In the process of departing the Vanderbilt lecture hall, Baldovin was approached by a young male member of MSA and challenged to recite verses from the Koran. Baldovin departed the building.
Galloway had stated at the outset that this event was being streamed live. That video was recorded by Vanderbilt and available on YouTube. Watch it here.

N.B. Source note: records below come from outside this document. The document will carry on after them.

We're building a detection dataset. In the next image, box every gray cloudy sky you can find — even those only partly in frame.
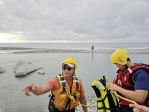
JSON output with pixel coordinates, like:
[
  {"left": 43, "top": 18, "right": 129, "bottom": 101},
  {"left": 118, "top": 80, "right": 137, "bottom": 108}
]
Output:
[{"left": 0, "top": 0, "right": 149, "bottom": 42}]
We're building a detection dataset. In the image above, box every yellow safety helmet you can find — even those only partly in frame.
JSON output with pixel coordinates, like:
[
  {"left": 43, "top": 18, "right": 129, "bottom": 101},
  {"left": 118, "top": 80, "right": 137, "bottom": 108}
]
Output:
[
  {"left": 110, "top": 48, "right": 130, "bottom": 65},
  {"left": 62, "top": 58, "right": 77, "bottom": 71}
]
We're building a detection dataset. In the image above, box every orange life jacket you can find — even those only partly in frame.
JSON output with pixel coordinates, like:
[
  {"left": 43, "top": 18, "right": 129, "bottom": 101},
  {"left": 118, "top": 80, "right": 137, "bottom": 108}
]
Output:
[
  {"left": 52, "top": 74, "right": 80, "bottom": 111},
  {"left": 113, "top": 63, "right": 149, "bottom": 106}
]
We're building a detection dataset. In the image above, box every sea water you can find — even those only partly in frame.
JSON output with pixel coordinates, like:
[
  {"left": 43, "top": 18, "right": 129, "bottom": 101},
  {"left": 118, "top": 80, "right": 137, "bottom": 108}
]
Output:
[{"left": 0, "top": 44, "right": 149, "bottom": 112}]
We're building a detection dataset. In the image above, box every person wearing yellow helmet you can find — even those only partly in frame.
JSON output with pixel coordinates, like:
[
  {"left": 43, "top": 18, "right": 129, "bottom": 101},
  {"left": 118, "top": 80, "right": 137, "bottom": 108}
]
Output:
[
  {"left": 23, "top": 58, "right": 87, "bottom": 112},
  {"left": 109, "top": 48, "right": 149, "bottom": 112}
]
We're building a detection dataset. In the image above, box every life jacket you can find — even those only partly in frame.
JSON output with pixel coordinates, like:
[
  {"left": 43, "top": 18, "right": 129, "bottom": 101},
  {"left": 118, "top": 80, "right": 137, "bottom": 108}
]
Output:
[
  {"left": 50, "top": 74, "right": 80, "bottom": 111},
  {"left": 92, "top": 76, "right": 120, "bottom": 112},
  {"left": 113, "top": 63, "right": 149, "bottom": 106}
]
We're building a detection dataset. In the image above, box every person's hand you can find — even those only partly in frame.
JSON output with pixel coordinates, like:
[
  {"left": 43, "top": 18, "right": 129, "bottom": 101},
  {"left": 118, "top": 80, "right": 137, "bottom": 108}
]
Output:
[
  {"left": 23, "top": 84, "right": 36, "bottom": 96},
  {"left": 109, "top": 83, "right": 117, "bottom": 91},
  {"left": 129, "top": 104, "right": 149, "bottom": 112}
]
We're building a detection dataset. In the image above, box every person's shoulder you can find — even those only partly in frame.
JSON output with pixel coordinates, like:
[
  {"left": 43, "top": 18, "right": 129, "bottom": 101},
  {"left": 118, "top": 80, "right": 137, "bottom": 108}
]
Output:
[{"left": 135, "top": 68, "right": 149, "bottom": 74}]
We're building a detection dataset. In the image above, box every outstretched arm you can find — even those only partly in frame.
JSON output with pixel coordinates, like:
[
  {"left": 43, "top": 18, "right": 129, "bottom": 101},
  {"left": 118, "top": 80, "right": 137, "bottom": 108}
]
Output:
[
  {"left": 23, "top": 84, "right": 51, "bottom": 96},
  {"left": 129, "top": 104, "right": 149, "bottom": 112}
]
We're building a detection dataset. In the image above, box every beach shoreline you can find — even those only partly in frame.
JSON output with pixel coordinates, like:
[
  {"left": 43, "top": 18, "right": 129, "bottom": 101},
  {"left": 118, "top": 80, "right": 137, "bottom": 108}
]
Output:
[{"left": 0, "top": 47, "right": 149, "bottom": 54}]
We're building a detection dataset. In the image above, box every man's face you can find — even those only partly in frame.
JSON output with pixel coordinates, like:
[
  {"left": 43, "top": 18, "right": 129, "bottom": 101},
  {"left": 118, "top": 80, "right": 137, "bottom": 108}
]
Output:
[{"left": 62, "top": 64, "right": 75, "bottom": 78}]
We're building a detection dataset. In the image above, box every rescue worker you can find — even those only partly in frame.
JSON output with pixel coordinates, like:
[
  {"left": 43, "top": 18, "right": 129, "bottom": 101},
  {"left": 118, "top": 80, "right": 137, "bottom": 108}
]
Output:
[
  {"left": 109, "top": 48, "right": 149, "bottom": 112},
  {"left": 23, "top": 58, "right": 87, "bottom": 112},
  {"left": 129, "top": 104, "right": 149, "bottom": 112}
]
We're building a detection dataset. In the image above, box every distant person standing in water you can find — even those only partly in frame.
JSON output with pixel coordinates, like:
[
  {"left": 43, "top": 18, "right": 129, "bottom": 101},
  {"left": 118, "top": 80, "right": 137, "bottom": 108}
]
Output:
[
  {"left": 91, "top": 45, "right": 94, "bottom": 50},
  {"left": 23, "top": 58, "right": 87, "bottom": 112}
]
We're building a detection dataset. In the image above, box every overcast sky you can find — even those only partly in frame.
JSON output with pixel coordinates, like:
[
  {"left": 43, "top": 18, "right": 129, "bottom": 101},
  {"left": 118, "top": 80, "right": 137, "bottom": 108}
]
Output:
[{"left": 0, "top": 0, "right": 149, "bottom": 43}]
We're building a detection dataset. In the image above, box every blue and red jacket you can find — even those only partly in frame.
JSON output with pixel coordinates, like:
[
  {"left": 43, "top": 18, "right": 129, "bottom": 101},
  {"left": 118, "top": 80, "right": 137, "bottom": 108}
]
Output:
[{"left": 113, "top": 63, "right": 149, "bottom": 107}]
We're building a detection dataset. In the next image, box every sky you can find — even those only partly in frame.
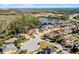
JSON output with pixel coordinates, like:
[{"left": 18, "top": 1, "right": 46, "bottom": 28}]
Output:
[{"left": 0, "top": 4, "right": 79, "bottom": 8}]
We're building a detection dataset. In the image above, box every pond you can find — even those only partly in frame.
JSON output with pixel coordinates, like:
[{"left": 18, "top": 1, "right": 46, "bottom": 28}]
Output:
[{"left": 39, "top": 17, "right": 65, "bottom": 24}]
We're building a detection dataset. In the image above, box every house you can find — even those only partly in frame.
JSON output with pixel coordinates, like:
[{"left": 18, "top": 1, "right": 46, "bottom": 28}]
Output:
[
  {"left": 64, "top": 27, "right": 72, "bottom": 34},
  {"left": 3, "top": 43, "right": 17, "bottom": 54},
  {"left": 4, "top": 37, "right": 17, "bottom": 44},
  {"left": 17, "top": 33, "right": 30, "bottom": 39},
  {"left": 48, "top": 31, "right": 59, "bottom": 38},
  {"left": 28, "top": 28, "right": 39, "bottom": 35}
]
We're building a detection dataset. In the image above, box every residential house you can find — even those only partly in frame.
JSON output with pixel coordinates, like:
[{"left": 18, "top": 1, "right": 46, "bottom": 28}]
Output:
[
  {"left": 3, "top": 43, "right": 17, "bottom": 54},
  {"left": 4, "top": 37, "right": 17, "bottom": 44}
]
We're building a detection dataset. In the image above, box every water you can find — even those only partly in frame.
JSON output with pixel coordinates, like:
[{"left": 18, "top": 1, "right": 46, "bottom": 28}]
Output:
[{"left": 39, "top": 17, "right": 65, "bottom": 24}]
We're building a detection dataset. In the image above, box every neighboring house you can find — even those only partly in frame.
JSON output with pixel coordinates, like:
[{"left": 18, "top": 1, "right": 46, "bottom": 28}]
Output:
[
  {"left": 64, "top": 27, "right": 72, "bottom": 34},
  {"left": 3, "top": 44, "right": 17, "bottom": 54},
  {"left": 17, "top": 33, "right": 30, "bottom": 39},
  {"left": 28, "top": 28, "right": 39, "bottom": 35},
  {"left": 41, "top": 25, "right": 53, "bottom": 30},
  {"left": 4, "top": 37, "right": 17, "bottom": 44},
  {"left": 48, "top": 31, "right": 59, "bottom": 38}
]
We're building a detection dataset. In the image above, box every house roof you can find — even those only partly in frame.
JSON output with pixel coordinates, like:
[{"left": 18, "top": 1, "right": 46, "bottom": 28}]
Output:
[
  {"left": 4, "top": 37, "right": 17, "bottom": 43},
  {"left": 3, "top": 44, "right": 17, "bottom": 52}
]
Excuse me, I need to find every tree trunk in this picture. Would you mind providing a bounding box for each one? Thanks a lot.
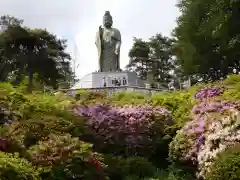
[27,72,33,93]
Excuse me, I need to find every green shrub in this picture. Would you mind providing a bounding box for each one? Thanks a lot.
[28,134,105,180]
[0,152,40,180]
[109,92,149,105]
[5,111,84,149]
[104,155,156,180]
[151,92,194,128]
[206,144,240,180]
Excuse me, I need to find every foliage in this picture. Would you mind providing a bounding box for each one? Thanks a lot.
[151,92,194,128]
[0,152,41,180]
[206,144,240,180]
[73,104,174,156]
[127,34,175,87]
[28,134,104,180]
[173,0,240,82]
[104,155,156,180]
[0,16,73,91]
[0,75,240,180]
[170,85,240,178]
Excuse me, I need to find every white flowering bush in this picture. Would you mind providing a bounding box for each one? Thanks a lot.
[170,86,240,179]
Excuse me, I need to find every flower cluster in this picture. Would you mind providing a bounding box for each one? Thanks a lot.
[195,87,222,101]
[170,87,240,178]
[74,104,174,157]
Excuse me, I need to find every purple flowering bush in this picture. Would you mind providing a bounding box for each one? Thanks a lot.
[73,104,174,156]
[195,87,222,101]
[169,86,240,179]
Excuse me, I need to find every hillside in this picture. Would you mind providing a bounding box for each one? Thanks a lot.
[0,75,240,180]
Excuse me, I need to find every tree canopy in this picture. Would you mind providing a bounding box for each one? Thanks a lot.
[127,34,175,88]
[173,0,240,81]
[0,16,73,90]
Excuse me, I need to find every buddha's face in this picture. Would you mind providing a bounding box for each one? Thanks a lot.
[103,16,113,28]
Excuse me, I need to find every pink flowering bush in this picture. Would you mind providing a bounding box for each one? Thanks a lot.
[73,104,174,155]
[170,86,240,179]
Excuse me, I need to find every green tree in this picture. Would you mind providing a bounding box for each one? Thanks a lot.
[0,16,73,91]
[127,34,175,86]
[126,38,150,80]
[174,0,240,81]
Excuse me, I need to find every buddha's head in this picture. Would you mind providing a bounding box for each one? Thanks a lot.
[103,11,113,28]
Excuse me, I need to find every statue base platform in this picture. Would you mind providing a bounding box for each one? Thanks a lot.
[72,71,145,89]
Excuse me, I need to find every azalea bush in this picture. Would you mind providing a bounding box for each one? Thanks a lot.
[206,143,240,180]
[73,104,175,156]
[170,87,240,178]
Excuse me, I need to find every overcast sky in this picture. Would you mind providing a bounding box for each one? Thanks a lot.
[0,0,179,77]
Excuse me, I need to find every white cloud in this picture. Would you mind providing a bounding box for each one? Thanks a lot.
[0,0,179,76]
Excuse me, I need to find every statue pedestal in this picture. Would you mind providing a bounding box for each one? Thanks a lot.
[72,71,145,89]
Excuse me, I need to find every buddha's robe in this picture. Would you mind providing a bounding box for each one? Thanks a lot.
[95,27,121,72]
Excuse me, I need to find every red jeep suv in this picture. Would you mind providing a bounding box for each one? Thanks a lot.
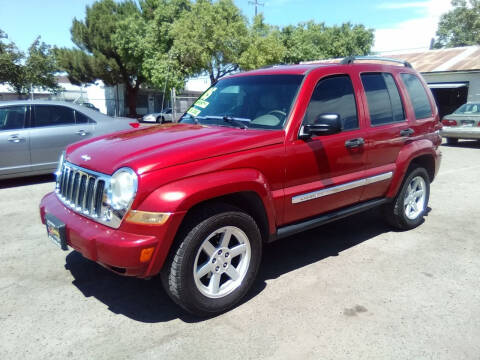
[40,57,441,316]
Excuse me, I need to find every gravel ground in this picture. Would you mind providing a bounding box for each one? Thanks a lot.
[0,142,480,360]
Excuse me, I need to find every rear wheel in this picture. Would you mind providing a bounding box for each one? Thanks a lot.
[447,138,458,145]
[385,167,430,230]
[161,204,262,316]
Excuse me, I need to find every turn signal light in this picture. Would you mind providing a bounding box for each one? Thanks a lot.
[140,247,155,262]
[442,119,457,126]
[126,210,170,225]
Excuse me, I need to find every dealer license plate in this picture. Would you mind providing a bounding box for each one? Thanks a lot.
[45,214,68,250]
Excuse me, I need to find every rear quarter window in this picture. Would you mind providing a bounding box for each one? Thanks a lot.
[400,73,433,119]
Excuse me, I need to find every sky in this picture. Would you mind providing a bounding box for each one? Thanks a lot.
[0,0,451,52]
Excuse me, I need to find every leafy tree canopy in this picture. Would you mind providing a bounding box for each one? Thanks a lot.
[0,30,59,94]
[434,0,480,48]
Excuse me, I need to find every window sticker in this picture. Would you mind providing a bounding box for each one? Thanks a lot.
[187,108,202,116]
[200,88,217,100]
[194,99,210,109]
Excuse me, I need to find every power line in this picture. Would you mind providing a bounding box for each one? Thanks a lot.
[248,0,265,16]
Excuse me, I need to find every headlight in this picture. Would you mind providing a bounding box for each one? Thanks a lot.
[109,168,138,210]
[55,151,65,176]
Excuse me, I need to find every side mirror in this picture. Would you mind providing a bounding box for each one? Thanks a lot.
[299,113,342,139]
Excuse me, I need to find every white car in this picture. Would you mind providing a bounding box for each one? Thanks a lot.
[142,108,172,124]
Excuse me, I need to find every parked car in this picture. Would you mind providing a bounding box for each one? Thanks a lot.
[80,103,100,111]
[40,58,441,316]
[142,108,173,124]
[442,102,480,144]
[0,100,139,179]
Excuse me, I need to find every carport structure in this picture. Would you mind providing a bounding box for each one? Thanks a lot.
[382,45,480,117]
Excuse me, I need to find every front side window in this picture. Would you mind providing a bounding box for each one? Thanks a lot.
[361,73,405,126]
[180,75,303,129]
[303,75,358,130]
[400,74,432,119]
[75,111,94,124]
[34,105,75,127]
[454,103,480,115]
[0,106,27,131]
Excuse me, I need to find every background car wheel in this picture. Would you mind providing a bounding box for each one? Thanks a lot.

Villafranca, as a retired FBI Special Agent, appears to be actively engaging with AMAC and CAIR, both Muslim Brotherhood front groups in Houston. This relationship began by her own admission when she was an on-duty FBI agent. This relationship may have been sanctioned at the highest levels of the FBI. Further, by her own admission, the FBI no longer has a relationship with CAIR, and yet she does. This despite CAIR having been designated as one of several unindicted co-conspirators in the federal Dallas Holy Land Foundation Trial of 2008. The Holy Land Foundation was found guilty of funneling milions of dollars from its charity fund to Hamas.
Conclusion
The Houston Texas Joint Terrorism Task Force appeared to ex- FBI Special Agent and co-author Baldovin to have been penetrated and compromised by agents of the Muslim Brotherhood. As we know from our research into the organization of AMAC/ACO, the Tennessee Department of Safety and Homeland Security has been penetrated by local Muslim Brotherhood operatives engaging in training with the Joint Terrorism Task Force. AMAC scheduled an event in Manchester, Tennessee in June 2013, with both US Attorney for Eastern Tennessee, Bill Killian and FBI special agent Kenneth Moore. The latter was exposed as having compromised FBI training by redacting training materials. Retired FBI Agent Villafranca apparently disavows the Muslim Brotherhood threat and in retirement has become a facilitator of outreach to CAIR and other Muslim advocates. There are two more in the projected Series by AMAC at Vanderbilt. False Prophets sent a warning that we can expect more propaganda in the same vein heard on the evening of September 9, 2016.
[1] David J. Baldovin is as retired FBI Special agent. He is self taught & educated on Islamic Doctrine, who has read the Koran, Sira, & Hadith. The co-authors gratefully acknowledge the contributions to this article by a Tennessee based, retired Law Enforcement Intelligence officer.